Traffic measurement and characterization are applied networking research methodologies aimed at understanding packet traffic on the Internet. From its humble beginnings in LAN-based measurement of network applications and protocols, network measurement research has grown in scope and magnitude, and has helped providing insight to fundamental properties of the Internet, its protocols, and its users. For example, Internet traffic measurement and monitoring serves as the basis for a wide range of IP network operations, management, engineering tasks such as trouble shooting, accounting and usage profiling, routing weight configuration, load balancing, capacity planning, and so forth.

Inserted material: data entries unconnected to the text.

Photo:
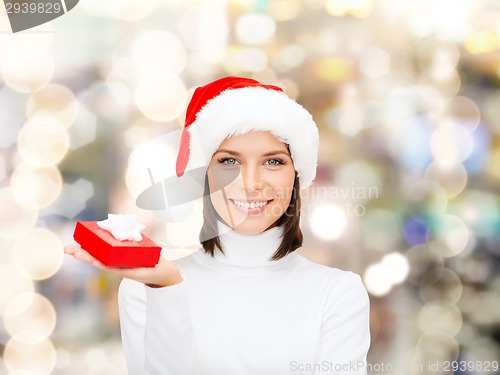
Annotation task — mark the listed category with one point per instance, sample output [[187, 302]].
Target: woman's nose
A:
[[252, 178]]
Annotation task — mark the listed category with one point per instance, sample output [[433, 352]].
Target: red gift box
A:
[[115, 253]]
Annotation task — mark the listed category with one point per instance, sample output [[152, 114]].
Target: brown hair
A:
[[290, 221]]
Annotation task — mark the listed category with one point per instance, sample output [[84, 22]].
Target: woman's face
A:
[[251, 180]]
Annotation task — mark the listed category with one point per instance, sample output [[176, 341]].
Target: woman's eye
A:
[[228, 161], [275, 162]]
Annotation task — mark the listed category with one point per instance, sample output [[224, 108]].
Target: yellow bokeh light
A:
[[328, 221], [439, 318], [285, 10], [356, 8], [56, 100], [27, 73], [39, 253], [440, 285], [451, 178], [451, 143], [493, 162], [481, 41], [28, 351], [157, 156], [451, 236], [158, 52], [30, 313], [15, 219], [129, 10], [35, 187], [43, 141], [334, 69], [255, 29], [161, 99], [16, 280]]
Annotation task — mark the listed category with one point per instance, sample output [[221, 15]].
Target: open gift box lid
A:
[[115, 253]]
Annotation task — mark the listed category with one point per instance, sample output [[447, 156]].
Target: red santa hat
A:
[[235, 106]]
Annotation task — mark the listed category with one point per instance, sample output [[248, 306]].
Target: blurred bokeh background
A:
[[406, 96]]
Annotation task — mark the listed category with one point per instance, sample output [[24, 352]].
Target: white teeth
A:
[[250, 205]]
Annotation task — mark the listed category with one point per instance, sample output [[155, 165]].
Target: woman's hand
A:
[[165, 273]]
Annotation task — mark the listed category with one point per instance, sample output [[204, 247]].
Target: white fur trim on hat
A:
[[242, 110]]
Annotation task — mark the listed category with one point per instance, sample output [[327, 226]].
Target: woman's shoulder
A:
[[329, 274]]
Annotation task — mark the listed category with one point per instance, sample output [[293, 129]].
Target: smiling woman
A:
[[263, 190], [245, 302]]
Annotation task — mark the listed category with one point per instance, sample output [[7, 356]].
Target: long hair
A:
[[290, 221]]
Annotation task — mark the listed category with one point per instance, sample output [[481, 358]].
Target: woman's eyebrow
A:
[[235, 153]]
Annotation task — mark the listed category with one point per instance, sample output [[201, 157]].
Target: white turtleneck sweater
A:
[[240, 313]]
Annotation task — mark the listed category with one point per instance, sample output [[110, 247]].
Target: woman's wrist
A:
[[167, 282]]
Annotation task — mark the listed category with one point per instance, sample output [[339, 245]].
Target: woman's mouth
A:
[[250, 207]]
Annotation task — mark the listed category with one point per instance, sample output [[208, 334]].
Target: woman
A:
[[246, 302]]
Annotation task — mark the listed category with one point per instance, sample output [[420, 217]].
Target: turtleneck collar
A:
[[248, 251]]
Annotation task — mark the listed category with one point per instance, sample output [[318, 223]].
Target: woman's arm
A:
[[154, 317], [346, 329], [156, 329]]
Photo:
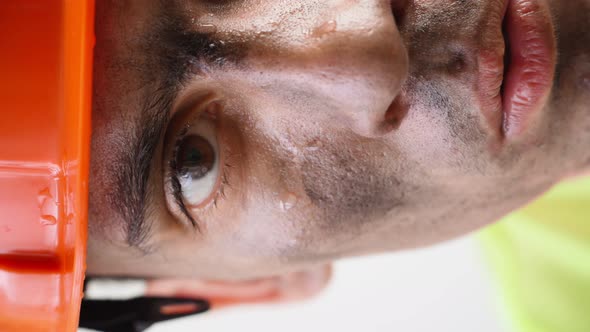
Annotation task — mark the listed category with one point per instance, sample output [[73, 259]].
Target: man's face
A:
[[243, 138]]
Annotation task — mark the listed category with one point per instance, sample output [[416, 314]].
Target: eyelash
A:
[[177, 188]]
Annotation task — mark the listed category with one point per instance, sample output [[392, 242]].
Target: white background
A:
[[445, 288]]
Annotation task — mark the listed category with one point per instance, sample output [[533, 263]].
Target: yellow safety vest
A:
[[541, 258]]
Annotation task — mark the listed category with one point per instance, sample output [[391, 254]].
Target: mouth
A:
[[514, 85]]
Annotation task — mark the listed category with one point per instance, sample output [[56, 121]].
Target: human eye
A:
[[195, 162]]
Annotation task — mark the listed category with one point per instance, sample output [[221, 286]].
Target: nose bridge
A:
[[350, 51]]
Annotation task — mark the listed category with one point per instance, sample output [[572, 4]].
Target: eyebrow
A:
[[176, 50]]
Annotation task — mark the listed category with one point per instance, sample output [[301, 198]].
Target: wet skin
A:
[[280, 135]]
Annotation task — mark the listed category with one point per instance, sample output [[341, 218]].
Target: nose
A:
[[348, 53]]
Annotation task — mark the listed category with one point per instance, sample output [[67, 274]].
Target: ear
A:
[[286, 288]]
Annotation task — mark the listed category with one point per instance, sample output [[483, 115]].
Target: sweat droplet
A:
[[207, 28], [324, 29], [47, 207], [288, 200]]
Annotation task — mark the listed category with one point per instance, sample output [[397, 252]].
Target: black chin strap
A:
[[136, 315]]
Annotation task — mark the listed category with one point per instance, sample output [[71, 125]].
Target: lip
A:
[[515, 81]]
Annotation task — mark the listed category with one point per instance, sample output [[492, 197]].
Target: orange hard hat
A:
[[45, 100]]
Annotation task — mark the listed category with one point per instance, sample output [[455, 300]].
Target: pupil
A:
[[196, 157]]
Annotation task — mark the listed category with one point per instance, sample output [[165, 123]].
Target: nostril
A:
[[399, 9], [395, 114]]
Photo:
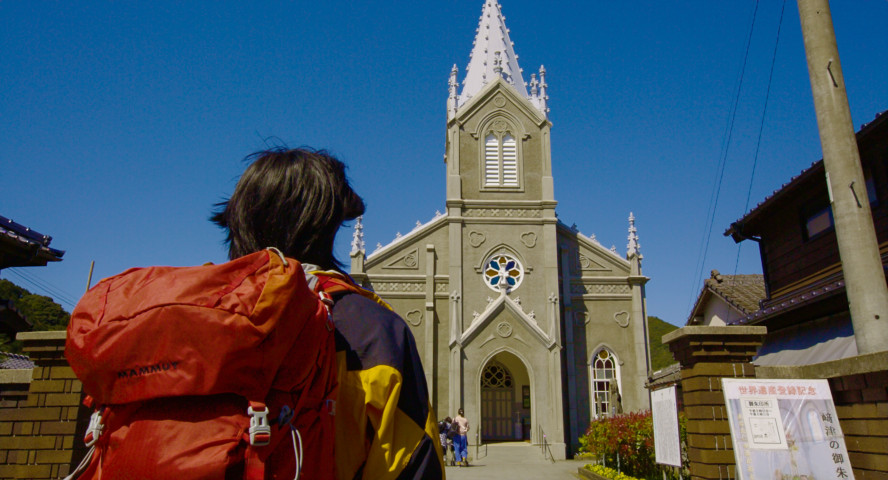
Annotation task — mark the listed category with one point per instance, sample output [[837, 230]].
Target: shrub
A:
[[628, 441]]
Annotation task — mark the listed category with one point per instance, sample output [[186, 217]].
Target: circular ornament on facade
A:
[[414, 317], [504, 329], [622, 318], [503, 271]]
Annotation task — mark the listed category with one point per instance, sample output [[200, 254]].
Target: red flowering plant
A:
[[625, 442]]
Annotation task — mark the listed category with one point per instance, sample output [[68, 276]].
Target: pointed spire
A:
[[452, 99], [543, 97], [633, 247], [493, 54], [358, 236]]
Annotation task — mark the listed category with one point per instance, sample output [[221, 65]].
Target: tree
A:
[[661, 357], [40, 310]]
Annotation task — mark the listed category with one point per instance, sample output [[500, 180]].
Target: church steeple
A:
[[493, 54]]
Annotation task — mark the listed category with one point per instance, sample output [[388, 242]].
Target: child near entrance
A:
[[460, 441]]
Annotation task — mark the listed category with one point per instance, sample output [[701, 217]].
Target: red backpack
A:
[[209, 372]]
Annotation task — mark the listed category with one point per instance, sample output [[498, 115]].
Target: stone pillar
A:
[[46, 430], [706, 355]]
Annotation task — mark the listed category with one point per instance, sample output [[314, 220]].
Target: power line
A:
[[726, 142], [758, 142], [44, 286]]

Recently, traffic classification emerged as an additional powerful tool to better understand the Internet traffic and its users. Design and development of robust and efficient traffic classification tools for IP networks proved to be very useful for anomaly detection, intrusion detection and intrusion prevention systems, enforcement of network security policies by traffic filtering, QoS management & traffic engineering, network provisioning. Given the continuous evolution of Internet applications, new techniques must be designed to correctly classify Internet traffic, since most of today applications follow a proprietary design and often exploit encryption techniques, so that classical packet inspection mechanisms cannot be used.

The Telecommunication Research Group has been very active in the research community considering both traffic classification, measurement and characterization. New methodologies have been proposed, and implemented in Tstat (, a tool that, starting from standard software libraries, offers to network managers and researchers important information about classic and novel performance indexes and statistical data about Internet traffic.